I've been using virtualenv + virtualenvwrapper for years. I hear complaints but I'm used to it now and it's pretty nice. Usually create a new environment for each project and pip install my packages into it.
Yep. Python 3 installed via brew. Then every project has its own virtual environment. You can specify the path to the python binary when creating a new env so you can specify whether you want it to use Python 3 or Python 2.
It’s simple. It’s easy to debug. I genuinely don’t understand the point of all this other nonsense like anaconda.
Unfortunately when it comes to data-science-Python it seems like the patients are running the asylum. The APIs and developer ergonomics of tools like tensorflow, pandas etc... are so bizarre to people who are running production, vanilla Python.
pandas keeps turning me off, even if I feel like I ought to like it; I feel like I never really know what is going on, and the syntax feels like a domain-specific-language tacked on top of python, and it just doesn't sit well (my opinion!). Besides... some of the functions have an insane number of parameters, e.g.

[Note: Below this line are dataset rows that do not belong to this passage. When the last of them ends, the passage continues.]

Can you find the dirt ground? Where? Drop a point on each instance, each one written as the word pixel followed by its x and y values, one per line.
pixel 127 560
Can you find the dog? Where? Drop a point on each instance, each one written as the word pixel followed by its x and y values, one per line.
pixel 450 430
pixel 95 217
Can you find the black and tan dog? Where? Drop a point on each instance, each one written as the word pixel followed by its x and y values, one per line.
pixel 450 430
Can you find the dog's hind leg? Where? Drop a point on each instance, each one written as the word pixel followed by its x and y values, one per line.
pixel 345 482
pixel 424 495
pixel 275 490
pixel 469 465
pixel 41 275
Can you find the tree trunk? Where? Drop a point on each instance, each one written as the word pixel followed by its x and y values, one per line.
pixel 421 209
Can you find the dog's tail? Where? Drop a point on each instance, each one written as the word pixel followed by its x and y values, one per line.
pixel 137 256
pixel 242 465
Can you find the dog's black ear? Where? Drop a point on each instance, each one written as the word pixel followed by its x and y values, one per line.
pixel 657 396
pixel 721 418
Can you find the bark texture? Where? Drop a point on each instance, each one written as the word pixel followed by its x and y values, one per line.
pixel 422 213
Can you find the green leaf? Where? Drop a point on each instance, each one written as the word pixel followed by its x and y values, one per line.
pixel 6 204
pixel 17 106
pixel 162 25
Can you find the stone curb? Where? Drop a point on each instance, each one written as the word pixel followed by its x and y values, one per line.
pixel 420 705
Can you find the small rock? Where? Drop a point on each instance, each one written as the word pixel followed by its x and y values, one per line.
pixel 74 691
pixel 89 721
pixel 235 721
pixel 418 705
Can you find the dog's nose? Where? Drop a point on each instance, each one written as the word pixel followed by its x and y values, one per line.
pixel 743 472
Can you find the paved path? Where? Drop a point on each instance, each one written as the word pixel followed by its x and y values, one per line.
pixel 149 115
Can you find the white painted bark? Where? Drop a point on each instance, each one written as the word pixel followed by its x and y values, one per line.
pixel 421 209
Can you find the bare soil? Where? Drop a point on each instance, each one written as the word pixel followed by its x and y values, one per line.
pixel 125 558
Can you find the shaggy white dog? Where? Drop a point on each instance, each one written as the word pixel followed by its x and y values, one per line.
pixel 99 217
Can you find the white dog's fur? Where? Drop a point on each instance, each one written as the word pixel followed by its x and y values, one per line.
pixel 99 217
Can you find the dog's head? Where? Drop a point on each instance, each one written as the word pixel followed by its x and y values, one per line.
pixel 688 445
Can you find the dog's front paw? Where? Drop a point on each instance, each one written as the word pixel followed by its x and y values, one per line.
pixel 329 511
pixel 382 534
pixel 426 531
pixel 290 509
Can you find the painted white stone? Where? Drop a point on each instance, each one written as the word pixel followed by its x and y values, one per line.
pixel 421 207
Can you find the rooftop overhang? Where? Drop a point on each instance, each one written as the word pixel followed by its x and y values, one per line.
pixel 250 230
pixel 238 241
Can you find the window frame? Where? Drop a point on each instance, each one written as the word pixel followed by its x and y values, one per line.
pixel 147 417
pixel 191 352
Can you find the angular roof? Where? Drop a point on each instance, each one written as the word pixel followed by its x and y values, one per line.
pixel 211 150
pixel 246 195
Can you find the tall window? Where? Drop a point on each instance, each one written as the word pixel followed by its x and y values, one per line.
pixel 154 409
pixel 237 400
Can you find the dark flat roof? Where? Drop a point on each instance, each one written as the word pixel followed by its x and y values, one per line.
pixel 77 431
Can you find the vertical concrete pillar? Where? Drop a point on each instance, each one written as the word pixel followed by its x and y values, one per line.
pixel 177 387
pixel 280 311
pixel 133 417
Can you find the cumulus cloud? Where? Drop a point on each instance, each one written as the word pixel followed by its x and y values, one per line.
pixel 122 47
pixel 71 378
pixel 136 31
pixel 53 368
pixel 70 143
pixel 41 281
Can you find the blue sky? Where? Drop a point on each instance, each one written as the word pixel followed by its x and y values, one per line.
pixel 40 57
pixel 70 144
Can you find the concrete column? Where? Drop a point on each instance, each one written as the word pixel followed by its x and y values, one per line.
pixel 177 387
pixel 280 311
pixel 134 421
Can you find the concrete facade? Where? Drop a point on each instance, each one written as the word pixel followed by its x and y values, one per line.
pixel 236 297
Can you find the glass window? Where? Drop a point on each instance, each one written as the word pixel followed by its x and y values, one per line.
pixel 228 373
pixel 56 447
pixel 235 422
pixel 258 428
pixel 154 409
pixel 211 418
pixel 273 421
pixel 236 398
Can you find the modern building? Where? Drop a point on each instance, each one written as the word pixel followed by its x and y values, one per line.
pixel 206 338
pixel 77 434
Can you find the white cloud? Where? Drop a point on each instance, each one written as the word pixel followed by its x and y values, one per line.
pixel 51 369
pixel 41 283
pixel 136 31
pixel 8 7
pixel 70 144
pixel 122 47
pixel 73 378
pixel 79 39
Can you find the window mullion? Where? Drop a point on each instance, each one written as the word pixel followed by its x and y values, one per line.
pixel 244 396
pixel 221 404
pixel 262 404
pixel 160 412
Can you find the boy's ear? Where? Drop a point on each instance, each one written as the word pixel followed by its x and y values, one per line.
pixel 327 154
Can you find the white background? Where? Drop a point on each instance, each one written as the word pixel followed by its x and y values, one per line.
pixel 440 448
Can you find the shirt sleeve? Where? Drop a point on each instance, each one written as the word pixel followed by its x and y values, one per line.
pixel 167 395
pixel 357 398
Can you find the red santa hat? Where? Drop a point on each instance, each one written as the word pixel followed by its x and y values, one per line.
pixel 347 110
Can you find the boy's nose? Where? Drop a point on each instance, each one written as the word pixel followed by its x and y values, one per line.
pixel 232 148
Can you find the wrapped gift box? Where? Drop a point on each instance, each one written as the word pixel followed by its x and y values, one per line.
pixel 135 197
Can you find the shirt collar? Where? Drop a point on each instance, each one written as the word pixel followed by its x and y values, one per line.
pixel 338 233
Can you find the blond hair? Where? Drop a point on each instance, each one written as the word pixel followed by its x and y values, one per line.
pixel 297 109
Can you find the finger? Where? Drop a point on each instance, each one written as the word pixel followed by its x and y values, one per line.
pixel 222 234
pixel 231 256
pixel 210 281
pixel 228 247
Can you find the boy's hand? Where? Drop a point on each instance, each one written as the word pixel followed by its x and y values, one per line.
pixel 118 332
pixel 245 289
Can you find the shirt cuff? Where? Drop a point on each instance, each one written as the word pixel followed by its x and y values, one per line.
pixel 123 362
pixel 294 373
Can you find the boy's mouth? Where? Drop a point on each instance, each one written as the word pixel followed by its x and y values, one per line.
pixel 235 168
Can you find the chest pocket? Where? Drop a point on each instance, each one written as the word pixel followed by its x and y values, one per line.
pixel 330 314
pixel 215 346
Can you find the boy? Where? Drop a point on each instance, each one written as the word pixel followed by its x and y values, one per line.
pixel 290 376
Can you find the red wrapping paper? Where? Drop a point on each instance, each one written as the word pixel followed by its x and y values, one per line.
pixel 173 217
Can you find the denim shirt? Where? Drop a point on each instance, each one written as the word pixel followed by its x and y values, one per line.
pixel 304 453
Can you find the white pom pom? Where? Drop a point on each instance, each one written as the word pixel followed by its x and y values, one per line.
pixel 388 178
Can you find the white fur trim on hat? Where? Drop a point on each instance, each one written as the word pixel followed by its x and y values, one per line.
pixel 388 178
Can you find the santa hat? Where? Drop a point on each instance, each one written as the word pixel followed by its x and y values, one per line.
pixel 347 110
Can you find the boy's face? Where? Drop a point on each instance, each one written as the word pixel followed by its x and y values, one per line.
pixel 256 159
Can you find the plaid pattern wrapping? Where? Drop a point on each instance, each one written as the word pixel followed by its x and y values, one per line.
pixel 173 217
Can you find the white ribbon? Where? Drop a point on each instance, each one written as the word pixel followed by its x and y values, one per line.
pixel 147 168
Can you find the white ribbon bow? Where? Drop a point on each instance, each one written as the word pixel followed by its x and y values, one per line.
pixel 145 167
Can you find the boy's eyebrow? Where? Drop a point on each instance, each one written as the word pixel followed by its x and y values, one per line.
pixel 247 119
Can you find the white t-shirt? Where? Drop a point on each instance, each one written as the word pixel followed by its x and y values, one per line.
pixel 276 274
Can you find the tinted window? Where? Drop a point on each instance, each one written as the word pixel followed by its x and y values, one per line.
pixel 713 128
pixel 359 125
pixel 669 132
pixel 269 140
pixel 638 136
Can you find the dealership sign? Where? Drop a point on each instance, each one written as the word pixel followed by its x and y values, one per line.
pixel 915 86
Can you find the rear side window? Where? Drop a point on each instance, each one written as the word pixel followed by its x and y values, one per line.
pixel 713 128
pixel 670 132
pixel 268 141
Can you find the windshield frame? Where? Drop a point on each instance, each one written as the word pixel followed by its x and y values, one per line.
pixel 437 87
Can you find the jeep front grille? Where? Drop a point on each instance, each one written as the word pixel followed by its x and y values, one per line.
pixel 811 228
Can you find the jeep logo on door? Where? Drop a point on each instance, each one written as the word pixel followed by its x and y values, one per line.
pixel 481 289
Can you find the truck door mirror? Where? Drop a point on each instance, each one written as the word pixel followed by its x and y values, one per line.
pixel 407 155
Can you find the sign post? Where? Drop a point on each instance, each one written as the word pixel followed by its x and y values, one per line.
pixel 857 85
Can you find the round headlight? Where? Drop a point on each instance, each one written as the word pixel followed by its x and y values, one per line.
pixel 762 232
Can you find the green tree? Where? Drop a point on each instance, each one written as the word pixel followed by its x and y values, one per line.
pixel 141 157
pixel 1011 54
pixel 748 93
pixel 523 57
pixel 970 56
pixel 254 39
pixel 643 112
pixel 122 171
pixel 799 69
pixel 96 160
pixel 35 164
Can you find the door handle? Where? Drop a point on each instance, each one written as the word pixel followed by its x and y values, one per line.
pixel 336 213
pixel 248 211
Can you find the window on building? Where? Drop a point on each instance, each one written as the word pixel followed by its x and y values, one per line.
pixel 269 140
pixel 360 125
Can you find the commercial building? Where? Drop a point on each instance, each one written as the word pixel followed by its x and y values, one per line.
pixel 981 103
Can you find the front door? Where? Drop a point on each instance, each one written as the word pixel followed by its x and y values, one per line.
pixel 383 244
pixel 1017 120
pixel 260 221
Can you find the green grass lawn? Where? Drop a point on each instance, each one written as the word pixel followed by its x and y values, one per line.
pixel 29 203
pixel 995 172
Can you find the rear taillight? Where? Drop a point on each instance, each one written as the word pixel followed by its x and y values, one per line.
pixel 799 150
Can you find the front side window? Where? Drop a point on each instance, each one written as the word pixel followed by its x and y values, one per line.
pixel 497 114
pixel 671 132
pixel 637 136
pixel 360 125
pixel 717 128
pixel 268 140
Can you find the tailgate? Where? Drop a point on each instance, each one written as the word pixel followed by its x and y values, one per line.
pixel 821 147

Learning pandas really does feel like learning a new language - new syntax, idioms and implementation details to be aware of. Much more so than other libraries imo.
Given how utterly powerful it is, I think that's OK.
Not sure a large list of optional params (with good documentation) is a bad thing though.
Callables requiring many parameters is often indicative that the code is doing too much, perhaps as coder after coder tweaked it to handle their particular use-case.
I am not a big fan of (the over-use of) optional arguments either: I prefer code I'm reading to be more explicit, which is more pythonic imo.
I disagree with the code is thus doing too much, however.
At least in this specific and some other cases, the method shown there is a wrapper to do a major task of converting data formats from one form to another.
These optional, well-documented arguments show the defaults used, and are modifiable in, as you said, specific use-cases.
I should have been more explicit but this is exactly what I'm doing. It's nice, having control over which version of Python I'm using by project. And if I name my virtualenv the same as my project directory, I can cd to the directory and "workon ." to load the environment.
I'm not a data scientist so I have little experience with these tools, except for Pandas, which I won't use unless I have to.